Analyzing Netflow Data with xGT

Download the jupyter notebook for an interactive experience.

This sample script loads raw NetFlow data in an xGT graph structure and queries for a graph pattern.

The dataset used is from the CTU-13 open source project: https://mcfp.weebly.com/the-ctu-13-dataset-a-labeled-dataset-with-botnet-normal-and-background-traffic.html

Raw data example:

StartTime   SrcAddr       DstAddr      State    sTos    dTos    TotPkts     TotBytes 
2011/08/16  147.32.86.58  77.75.73.9   SR_A     0.0     0.0     3           182
2011/08/16  147.32.3.51   147.32.84.46 S_RA     0.0     0.0     4           124

Using this dataset, we will create a graph in xGT representing network data flow between IP addresses. Each row of the input file can define a directed edge from a source IP address, identified by the SrcAddr field, to a target IP address, identified by the DstAddr field. Other fields may represent properties on an edge. For example, the first line represents a netflow edge from IP 147.32.86.58 to IP 77.75.73.9 in which 182 bytes were sent across three packets.

The xGT graph structure needs a list of vertices and a list of edges to create a graph. In the graph created here, vertices represent unique IP addresses. While a separate input file describing the vertices can be used, in this case the vertices will be extracted from the SrcAddr and DstAddr fields of the edge file. The IP list is cleaned by removing duplicates and records that are not recognized IP addresses. IP addresses can also be enriched by adding information about the geographical location. To improve performance, each vertex will be identified by a unique integer key instead of by the IP address. The IP address will be accessible as a property of the vertex.

The edge list will also require some cleaning. The date format of the input row StartTime needs to be modified to match the xGT data type DateTime and the IP addresses of the SrcAddr and DstAddr fields need to be replaced with the corresponding key intergers for those vertices.

Next, the kind of vertices and edges that the xGT graph will store are defined. The graph will have one vertex type, representing IP addresses, and one edge type, representing data flow between IP addresses.

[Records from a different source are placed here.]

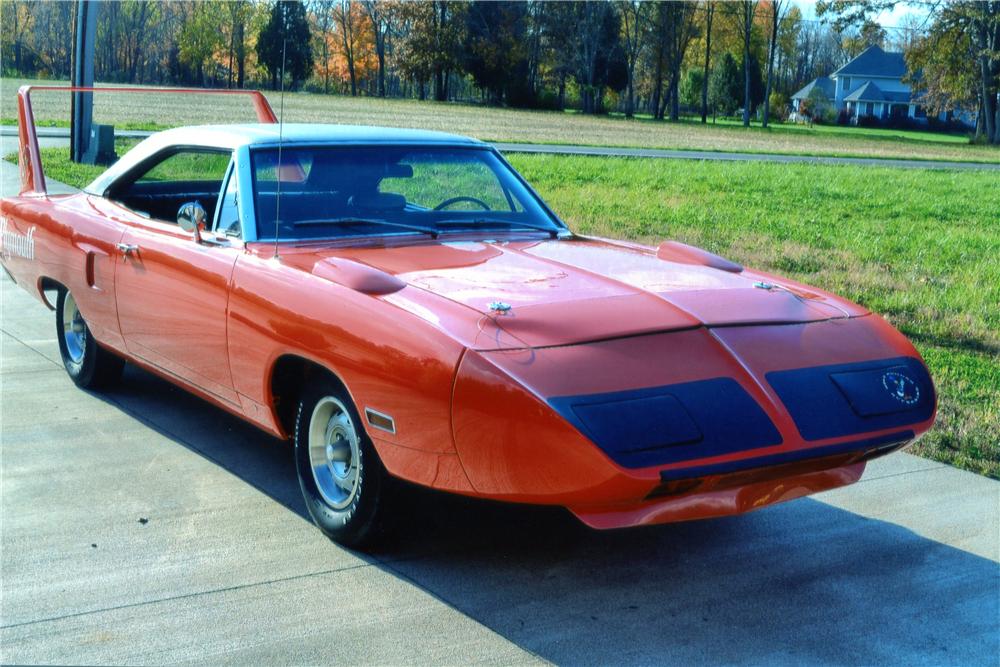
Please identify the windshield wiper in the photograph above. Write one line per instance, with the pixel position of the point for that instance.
(511, 225)
(353, 222)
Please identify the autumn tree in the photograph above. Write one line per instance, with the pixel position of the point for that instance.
(775, 9)
(634, 28)
(495, 47)
(744, 22)
(324, 46)
(283, 45)
(709, 17)
(725, 86)
(200, 38)
(959, 63)
(383, 16)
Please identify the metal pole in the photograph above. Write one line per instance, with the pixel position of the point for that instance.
(82, 105)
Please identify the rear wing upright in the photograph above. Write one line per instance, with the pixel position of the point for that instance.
(29, 160)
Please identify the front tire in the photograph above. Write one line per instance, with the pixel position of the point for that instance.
(343, 482)
(88, 364)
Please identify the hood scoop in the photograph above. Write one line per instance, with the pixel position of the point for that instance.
(682, 253)
(357, 276)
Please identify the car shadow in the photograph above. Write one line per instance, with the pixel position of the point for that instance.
(803, 582)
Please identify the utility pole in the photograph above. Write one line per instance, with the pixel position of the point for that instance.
(82, 105)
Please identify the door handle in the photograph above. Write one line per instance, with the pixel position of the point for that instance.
(127, 248)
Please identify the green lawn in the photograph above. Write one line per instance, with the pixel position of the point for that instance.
(920, 247)
(157, 110)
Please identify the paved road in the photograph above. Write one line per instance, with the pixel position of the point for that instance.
(143, 526)
(57, 133)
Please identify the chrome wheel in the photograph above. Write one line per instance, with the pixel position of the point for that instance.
(334, 453)
(74, 330)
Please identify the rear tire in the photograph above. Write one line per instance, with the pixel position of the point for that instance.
(88, 364)
(343, 481)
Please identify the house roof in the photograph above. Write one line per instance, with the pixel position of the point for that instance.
(823, 83)
(869, 92)
(873, 61)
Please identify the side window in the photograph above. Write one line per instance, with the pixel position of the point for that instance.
(228, 222)
(462, 178)
(190, 165)
(176, 178)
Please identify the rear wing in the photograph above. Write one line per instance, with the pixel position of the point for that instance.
(29, 160)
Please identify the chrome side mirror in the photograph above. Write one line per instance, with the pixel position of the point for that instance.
(191, 218)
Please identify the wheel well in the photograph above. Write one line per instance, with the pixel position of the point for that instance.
(48, 285)
(290, 375)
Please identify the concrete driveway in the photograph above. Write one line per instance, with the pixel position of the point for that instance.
(142, 525)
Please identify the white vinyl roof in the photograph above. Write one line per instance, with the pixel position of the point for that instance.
(232, 137)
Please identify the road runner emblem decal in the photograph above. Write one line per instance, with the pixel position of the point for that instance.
(13, 243)
(901, 387)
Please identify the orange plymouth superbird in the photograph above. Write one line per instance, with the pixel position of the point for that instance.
(402, 305)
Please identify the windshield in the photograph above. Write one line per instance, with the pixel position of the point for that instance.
(332, 191)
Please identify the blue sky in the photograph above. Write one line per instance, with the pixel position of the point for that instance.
(887, 19)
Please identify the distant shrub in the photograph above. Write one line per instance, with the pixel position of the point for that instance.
(867, 120)
(779, 106)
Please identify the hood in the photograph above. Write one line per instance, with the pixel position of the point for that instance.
(566, 291)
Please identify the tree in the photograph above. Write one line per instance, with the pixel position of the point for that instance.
(598, 58)
(673, 26)
(432, 46)
(286, 32)
(726, 87)
(959, 63)
(635, 16)
(347, 17)
(747, 8)
(200, 37)
(962, 30)
(495, 47)
(692, 86)
(324, 38)
(777, 6)
(709, 14)
(382, 14)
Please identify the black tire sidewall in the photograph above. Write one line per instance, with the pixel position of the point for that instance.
(82, 374)
(357, 524)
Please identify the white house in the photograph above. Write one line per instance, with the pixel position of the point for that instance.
(870, 85)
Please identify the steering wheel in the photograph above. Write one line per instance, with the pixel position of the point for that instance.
(454, 200)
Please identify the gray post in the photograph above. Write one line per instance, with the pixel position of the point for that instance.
(82, 105)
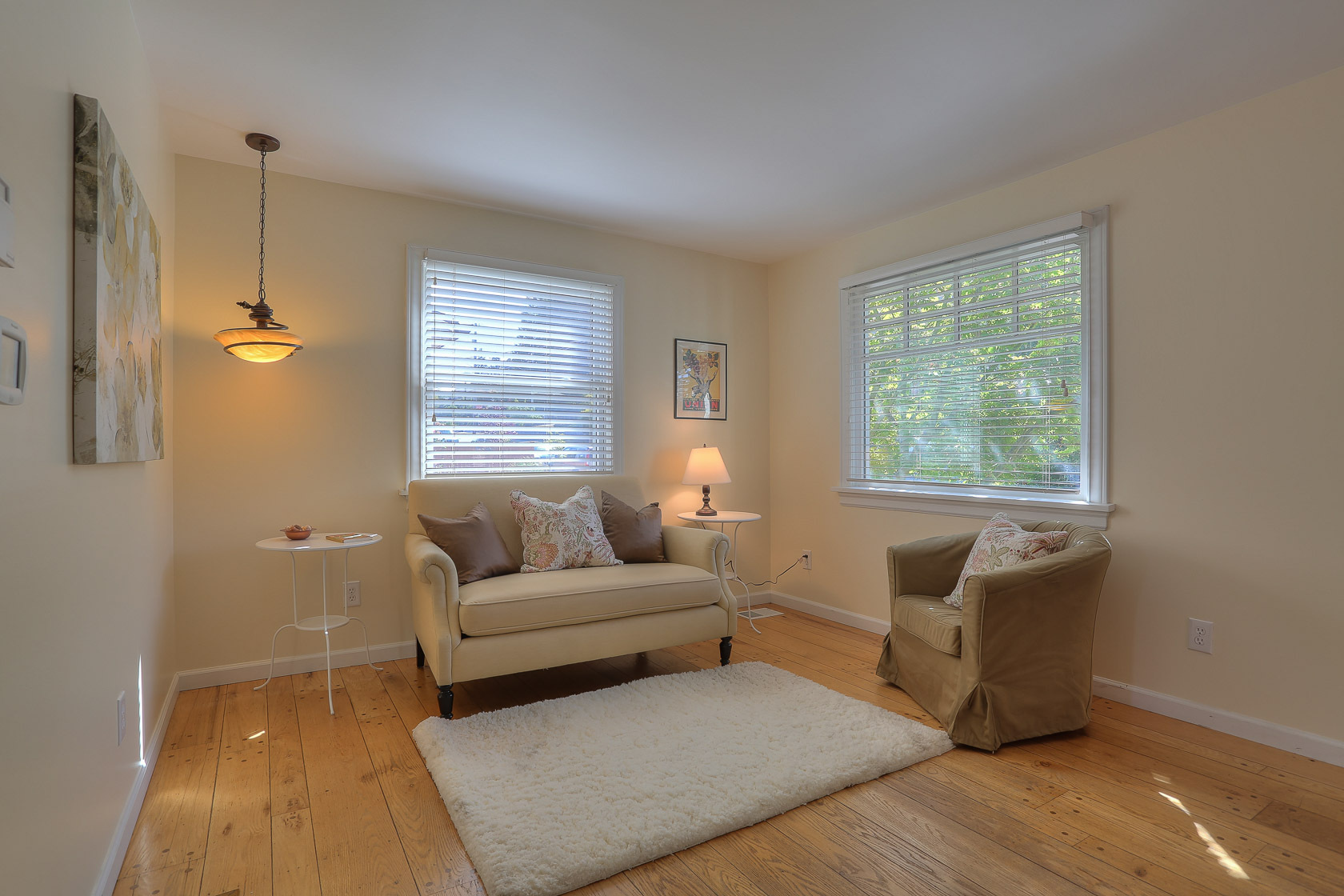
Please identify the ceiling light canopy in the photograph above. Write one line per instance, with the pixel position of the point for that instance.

A VertexFrame, representing a collection of vertices of the same type, with the same schema and key, is created for our IP data. An EdgeFrame, representing a collection of edges of the same type, is created for the netflow edges. In this example we have only one vertex type and one edge type, but if we had multiple types of vertices or edges, we would create more frames and load the appropriate data into each frame.

After defining the graph, edge and vertex data are ingested from pandas DataFrames into the xGT server. If the input list is bigger than 100,000 rows, it is recommended to split the input into smaller sub lists. An example is provided.

After the vertex and edge data has been loaded into xGT, a query can be run against the graph. The sample query is looking for a triangular transaction pattern between three distinct locations, where location A first contacted location B, which then contacted location C, which finally contacted back location A. The three transactions must have occurred in that order.

N.B. requred module to install on the local machine for this example are pandas and xgt.

1. Import Python modules

import numpy as np
import pandas as pd
import sys
import csv
import re
import os


import xgt


gc = xgt.Connection(host='127.0.0.1', port=4367)
TQL = gc.run_job

2. Read the input netflow file

inputfilename = 'https://s3-us-west-2.amazonaws.com/gems-datasets/demoData.binetflow'
#### to use the original dataset uncomment the following the double commented [##] lines; 
##import ssl
##ssl._create_default_https_context = ssl._create_unverified_context
##inputfilename = "https://mcfp.felk.cvut.cz/publicDatasets/CTU-Malware-Capture-Botnet-50/detailed-bidirectional-flow-labels/capture20110817.binetflow"
df_NetFlow = pd.read_csv(inputfilename)
##ssl._create_default_https_context = ssl.create_default_context()

# restrict the file size 
df_NetFlow = df_NetFlow.head(2500)

3. Extract IP addresses from netflow file

IP addresses will be used to create vertices in the graph. - Extract the IP addresses to UniqueIpList. - Remove duplicated IPs from UniqueIpList.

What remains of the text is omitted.